Particulars of a zero-day VirtualBox vulnerability have been published online together with a step by step activity.

The vulnerability in the Oracle open source hosted hypervisor was published on GitHub by Russian safety scientist, Sergey Zelenyuk, instead of being disclosed to Oracle to permit the bug to be repaired. The decision was affected by an earlier vulnerability that he found in VirtualBox that was disclosed to Oracle but took the company 15 months to repair.

Zelenyuk described the decision to go public with the vulnerability and exploit was because of frustration with Oracle and the bug revelation and bug bounty procedure – “I like VirtualBox and it has nothing to do with why I publish a 0day vulnerability. The purpose is my disagreement with current state of infosec, particularly of safety research and bug bounty,” wrote Zelenyuk.

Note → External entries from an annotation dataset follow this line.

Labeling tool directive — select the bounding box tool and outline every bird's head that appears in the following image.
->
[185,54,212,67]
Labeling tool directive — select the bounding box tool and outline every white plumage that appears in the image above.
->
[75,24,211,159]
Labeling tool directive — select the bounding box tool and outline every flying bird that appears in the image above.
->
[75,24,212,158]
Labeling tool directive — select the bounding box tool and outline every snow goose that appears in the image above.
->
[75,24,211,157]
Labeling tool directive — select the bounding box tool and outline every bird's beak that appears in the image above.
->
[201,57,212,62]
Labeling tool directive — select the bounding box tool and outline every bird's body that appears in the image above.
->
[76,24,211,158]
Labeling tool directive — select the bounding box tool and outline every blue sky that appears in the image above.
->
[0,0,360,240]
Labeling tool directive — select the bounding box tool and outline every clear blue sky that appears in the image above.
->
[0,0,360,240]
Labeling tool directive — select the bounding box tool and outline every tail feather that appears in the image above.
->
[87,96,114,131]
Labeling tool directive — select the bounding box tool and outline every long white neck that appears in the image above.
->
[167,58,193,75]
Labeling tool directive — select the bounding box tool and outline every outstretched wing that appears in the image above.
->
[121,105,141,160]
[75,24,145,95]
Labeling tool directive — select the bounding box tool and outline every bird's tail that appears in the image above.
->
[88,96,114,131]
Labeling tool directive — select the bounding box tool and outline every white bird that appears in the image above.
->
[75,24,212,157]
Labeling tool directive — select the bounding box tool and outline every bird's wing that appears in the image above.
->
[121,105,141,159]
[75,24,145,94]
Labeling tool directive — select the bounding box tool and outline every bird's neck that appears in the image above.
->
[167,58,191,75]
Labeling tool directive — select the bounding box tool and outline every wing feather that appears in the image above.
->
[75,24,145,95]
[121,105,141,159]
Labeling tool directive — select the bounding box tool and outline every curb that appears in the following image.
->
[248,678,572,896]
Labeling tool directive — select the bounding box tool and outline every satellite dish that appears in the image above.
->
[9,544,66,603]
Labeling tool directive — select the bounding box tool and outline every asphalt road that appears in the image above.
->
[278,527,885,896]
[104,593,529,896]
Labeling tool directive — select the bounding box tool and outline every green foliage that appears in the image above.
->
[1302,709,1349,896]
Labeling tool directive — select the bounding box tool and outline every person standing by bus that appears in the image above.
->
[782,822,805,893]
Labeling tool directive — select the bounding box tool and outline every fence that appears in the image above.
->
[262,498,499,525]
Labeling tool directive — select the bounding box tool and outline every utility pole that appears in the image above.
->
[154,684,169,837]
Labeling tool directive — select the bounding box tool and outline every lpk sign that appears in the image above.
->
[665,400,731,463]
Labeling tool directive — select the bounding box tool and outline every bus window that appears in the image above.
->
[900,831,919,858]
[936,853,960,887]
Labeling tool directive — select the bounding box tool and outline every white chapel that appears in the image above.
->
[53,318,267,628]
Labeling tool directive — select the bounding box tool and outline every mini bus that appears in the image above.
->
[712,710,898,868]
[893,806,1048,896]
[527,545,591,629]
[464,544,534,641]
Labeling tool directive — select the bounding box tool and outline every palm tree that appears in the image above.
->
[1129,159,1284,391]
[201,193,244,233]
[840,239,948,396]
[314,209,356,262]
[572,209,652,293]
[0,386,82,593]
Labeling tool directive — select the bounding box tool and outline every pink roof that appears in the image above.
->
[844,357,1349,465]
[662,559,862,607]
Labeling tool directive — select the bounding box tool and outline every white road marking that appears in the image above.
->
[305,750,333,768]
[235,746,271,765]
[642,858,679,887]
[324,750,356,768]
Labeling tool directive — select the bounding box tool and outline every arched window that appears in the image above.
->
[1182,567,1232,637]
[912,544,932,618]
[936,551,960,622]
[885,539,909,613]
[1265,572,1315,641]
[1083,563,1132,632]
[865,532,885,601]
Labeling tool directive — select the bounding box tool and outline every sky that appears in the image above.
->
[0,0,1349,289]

The vulnerability is a series of bugs that can be abused to allow malevolent code to dodge the virtual machine and perform on the original operating system. The exploit activates a buffer surplus situation using packet descriptors which allow malevolent code to be run in kernel ring 3, which is used for most user programs. It is possible to merge the exploit with kernel privilege growth bugs to gain access to kernel ring 0.

As per Zelenyuk, the exploit is 100% dependable and works irrespective of the host or original operating system and affects all VirtualBox releases.

The vulnerability is specifically disturbing for malware scientists as VirtualBox is a popular selection for studying and reverse engineering malware in a secure atmosphere. If malware authors were to insert the exploit into their malware, it would be possible to flee the VM and infect the safety researcher’s machine.

It remains to be seen how swiftly VirtualBox will be repaired. With the vulnerability and abuse now in the public domain, it is possible that Oracle will not wait 15 months to create a repair.